Sosok dengan semangat berapi berdiri di atas mobil box dengan megaphone di tangan kanan. Suaranya yang lantang memecah kebisingan suara mobil. Kata-kata empati untuk rakyat kecil, pendidikan, sosial dan politik mengalir begitu saja. Sedangkan umpatan dan cacian sesekali terselip untuk para pemegang kewenangan. Sedangkan sesekali kerumunan yang seolah menjadi pendengar meneriakkan "Hidup Mahasiswa, Hidup Rakyat".
--------
Tidak ada yang salah dengan kejadian di atas. Sebuah apresiasi bagi mereka yang rela meluangkan watu untuk menyuarakan suara yang tidak terdengar dari pelosok desa, gang-gang sempit, dan tempat lain yang tidak pernah di jamah oleh pemangku kebijakan negeri ini.

Sayangnya, terkadang banyak kalangan menilai mereka sebagai pembuat onar dan penghambat yang hobi mengundang masalah. Padahal mereka tidak sadar, bahwa teriakan yang keluar dari nurani mereka murni untuk menyuarakan hak mereka yang tidak pernah merasa tertindas.

Alangkah lucunya hidup ini, perbuatan yang baik terkadang masih memiliki cela di pandangan orang.
--------
Sebuah ironi memang, ketika kita menyuarakan hak mereka yang kurang beruntung. Merelakan kulit tersengat panasnya mentari. Namun nyatanya alpa akan banyak hal. Alpa akan hak-hak yang harus kita dapatkan di bangku kelas maupun di kampus. Mungkin tidak salah pepatah mengatakan "Semut diseberang lautan nampak, namun gajah di pelupuk mata tidak terlihat".

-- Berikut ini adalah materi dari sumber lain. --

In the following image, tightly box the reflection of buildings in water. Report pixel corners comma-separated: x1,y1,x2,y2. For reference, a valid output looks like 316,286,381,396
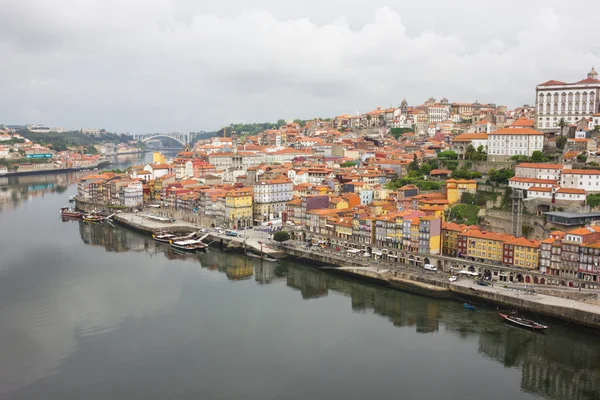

Terkadang kita menyuarakang kezaliman penguasa, padahal kita tidak sadar akan kezaliman kita terhadap orang yang menaruh harapan besar di pundak kita yang jauh tinggal di kampung sana. Kita menyuarakan pendidikan, sedangkan pendidikan kita terabaikan.

Kita rela menjadi lilin. Menerangi sekitarnya dan membiarkan dirinya hancur lebur. Begitu mulia memang. Namun jika ada cara yang lebih bijak, apakah salah untuk kita mencoba untuk menempuhnya. Sekali lagi, tidak ada yang salah dengan jalan kita, mungkin hana perlu untuk sedikit diperbaiki.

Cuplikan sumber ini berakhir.